Bagaimana tidak, saat masih kecil kami begitu riang menjalani kehidupan, ke sana ke mari pergi naik sepeda. Bahkan, saat ujian nasional sekalipun kami pergi mengayuh sepeda sejauh 5 KM ke SD sebelah.
Hal tersebut tidak bisa dibeli dan tidak pula bisa diuangkan. Gembiranyalah kami yang kemana-mana dengan sepeda. Sepeda pun ada kastanya. Jarang sekali yang punya sepeda baru, hanya orang-orang tertentu termasuk Indung. Saya? Jangan ditanya. Sepeda lungsuran haha
Balik lagi ke pembahasan es batu. Biasanya kami per kepala akan membeli es batu sebenyak dua buah atau paling banyak empat. Saat itu masih murah, harganya Rp500 rupiah. Itu sudah ukuran plastik setengah kilo. Kalau sudah mendapatkan es, biasanya kami muter-muter mengelilingi setiap jalur yang ada di desa sambil menunggu adzan maghrib. Kebetulan di kampungku ada 10 jalur kanan dan kiri. Artinya, 20 jalur.
Sesampainya di rumah, budak (anak) kecil ini heboh dengan menu bukaan. Kalau bebrbuka puasa aku paling sedikit ambil nasi namun lauknya banyak hehe apakah ada yang sama? Nah, kalau menu minuman, favorit keluargaku adalah teh es everything sampai sekarang. Jadi, mau ada jenis es terbaru apapun pasti keluarga ku bilang "terima kasih" dan saya ga harus pusing-pusing buat es wkwk
Kalau sudah berbuka, kami sekeluarga pasti salat berjamaah. Setelah itu, barulah pergi tarawih. Kadang bareng kadang sendiri dengan sepeda masing-masing.

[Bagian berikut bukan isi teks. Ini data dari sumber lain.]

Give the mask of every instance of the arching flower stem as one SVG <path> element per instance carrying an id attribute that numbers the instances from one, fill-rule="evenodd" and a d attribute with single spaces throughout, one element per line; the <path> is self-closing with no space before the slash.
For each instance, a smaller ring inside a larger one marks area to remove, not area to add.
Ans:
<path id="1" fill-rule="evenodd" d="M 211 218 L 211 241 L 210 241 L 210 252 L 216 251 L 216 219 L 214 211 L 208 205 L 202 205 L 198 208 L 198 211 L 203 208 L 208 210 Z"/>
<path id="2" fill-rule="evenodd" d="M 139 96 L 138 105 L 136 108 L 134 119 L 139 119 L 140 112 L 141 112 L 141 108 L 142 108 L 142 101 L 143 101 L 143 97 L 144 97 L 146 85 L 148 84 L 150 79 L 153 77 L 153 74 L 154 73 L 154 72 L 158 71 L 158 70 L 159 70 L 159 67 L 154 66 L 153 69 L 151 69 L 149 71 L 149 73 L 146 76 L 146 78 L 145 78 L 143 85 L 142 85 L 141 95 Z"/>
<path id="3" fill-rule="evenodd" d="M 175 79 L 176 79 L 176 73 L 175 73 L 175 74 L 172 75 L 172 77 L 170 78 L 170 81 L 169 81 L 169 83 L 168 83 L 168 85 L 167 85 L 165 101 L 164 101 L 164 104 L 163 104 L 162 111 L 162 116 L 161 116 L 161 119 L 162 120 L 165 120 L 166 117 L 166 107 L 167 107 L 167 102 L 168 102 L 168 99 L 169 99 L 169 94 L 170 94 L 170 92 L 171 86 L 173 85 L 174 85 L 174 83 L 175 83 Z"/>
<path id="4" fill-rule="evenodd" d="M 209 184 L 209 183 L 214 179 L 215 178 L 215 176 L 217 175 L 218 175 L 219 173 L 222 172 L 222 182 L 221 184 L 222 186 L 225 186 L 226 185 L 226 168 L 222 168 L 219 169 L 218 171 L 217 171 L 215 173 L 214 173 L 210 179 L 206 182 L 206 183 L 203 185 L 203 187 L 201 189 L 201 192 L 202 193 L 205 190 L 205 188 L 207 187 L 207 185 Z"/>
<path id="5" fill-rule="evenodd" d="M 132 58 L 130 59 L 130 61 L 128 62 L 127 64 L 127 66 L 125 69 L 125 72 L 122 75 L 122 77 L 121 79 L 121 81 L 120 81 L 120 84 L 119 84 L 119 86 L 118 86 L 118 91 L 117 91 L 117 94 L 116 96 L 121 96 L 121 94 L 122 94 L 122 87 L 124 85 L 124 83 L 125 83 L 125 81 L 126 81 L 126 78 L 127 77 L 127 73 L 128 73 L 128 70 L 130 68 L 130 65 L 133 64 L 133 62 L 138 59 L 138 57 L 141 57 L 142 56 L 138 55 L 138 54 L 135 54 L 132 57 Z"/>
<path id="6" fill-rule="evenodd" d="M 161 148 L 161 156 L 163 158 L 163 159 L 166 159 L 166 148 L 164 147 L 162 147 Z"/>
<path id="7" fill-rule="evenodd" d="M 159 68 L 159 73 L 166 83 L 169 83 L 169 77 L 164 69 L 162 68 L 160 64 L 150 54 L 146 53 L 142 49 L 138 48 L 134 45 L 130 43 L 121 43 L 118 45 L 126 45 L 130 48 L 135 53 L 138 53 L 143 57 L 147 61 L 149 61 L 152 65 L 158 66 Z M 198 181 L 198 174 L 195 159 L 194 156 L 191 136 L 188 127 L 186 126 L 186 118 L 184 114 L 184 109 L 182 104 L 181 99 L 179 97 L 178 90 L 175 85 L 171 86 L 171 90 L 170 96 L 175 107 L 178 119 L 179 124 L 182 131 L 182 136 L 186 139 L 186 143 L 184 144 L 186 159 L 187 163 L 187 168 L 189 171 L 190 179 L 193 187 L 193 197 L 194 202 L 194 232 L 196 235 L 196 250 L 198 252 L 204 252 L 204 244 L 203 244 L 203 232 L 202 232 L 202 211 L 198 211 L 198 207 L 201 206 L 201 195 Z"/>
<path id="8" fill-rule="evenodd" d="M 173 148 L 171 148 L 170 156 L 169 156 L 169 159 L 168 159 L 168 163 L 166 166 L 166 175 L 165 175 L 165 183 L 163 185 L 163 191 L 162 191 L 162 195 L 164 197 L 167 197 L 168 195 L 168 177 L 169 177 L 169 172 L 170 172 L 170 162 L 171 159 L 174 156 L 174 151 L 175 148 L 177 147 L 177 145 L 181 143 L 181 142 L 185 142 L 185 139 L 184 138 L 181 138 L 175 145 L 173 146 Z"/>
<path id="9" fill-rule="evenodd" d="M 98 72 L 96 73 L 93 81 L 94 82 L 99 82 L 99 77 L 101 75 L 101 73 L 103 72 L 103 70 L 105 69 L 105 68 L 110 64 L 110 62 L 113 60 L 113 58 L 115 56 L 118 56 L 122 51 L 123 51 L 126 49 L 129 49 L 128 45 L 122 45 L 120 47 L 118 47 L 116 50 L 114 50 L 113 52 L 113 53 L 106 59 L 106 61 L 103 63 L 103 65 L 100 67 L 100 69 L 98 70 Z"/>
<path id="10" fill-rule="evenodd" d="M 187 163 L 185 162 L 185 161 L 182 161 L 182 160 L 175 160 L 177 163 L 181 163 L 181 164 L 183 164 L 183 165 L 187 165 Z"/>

Tempat melaksanakan tarawihku dengan orangtua berbeda. Seperti yang saya katakan tadi, saya mengaji di jalur 8 jadi tarawihnya di sana. Sementara, orangtua di jalur 9 dan beruntungnya saya karena bapak sebagai bilal atau orang yang bertugas memimpin bacaan saat tarawih.
Segera ku berpamitan dan sersalaman smbl mengucap salam lalu bergegas mengayuh sepeda ontel dengan kecepatan normal. Itungan menit, setang kubelokkan ke rumah Indung. Lalu, kusandarkan pada pohon rambutan, lantaran tidak memiliki standar.
"Assalamualaiku..Ndung..Indung," panggilku dari luar.
"Ya..," jawabnya dengan imbuhan,"bentaaaar" atau "masuk dulu."
Tak berapa lama, anak bungsu dari kedua bersaudara itu pun keluar dari rumah. kami pun sama-sama bersalaman dan menguucapkan salam lalu bergegas mengayuh sepeda masing-masing.
Meski jalanan tidak diterangi lampu, kami tak kehabisan akal untuk membawa senter. Terkadang sengaja kami tinggalkan. Seolah mata kami sudah tajam dan tahu dimana lobang yang harus dihindari.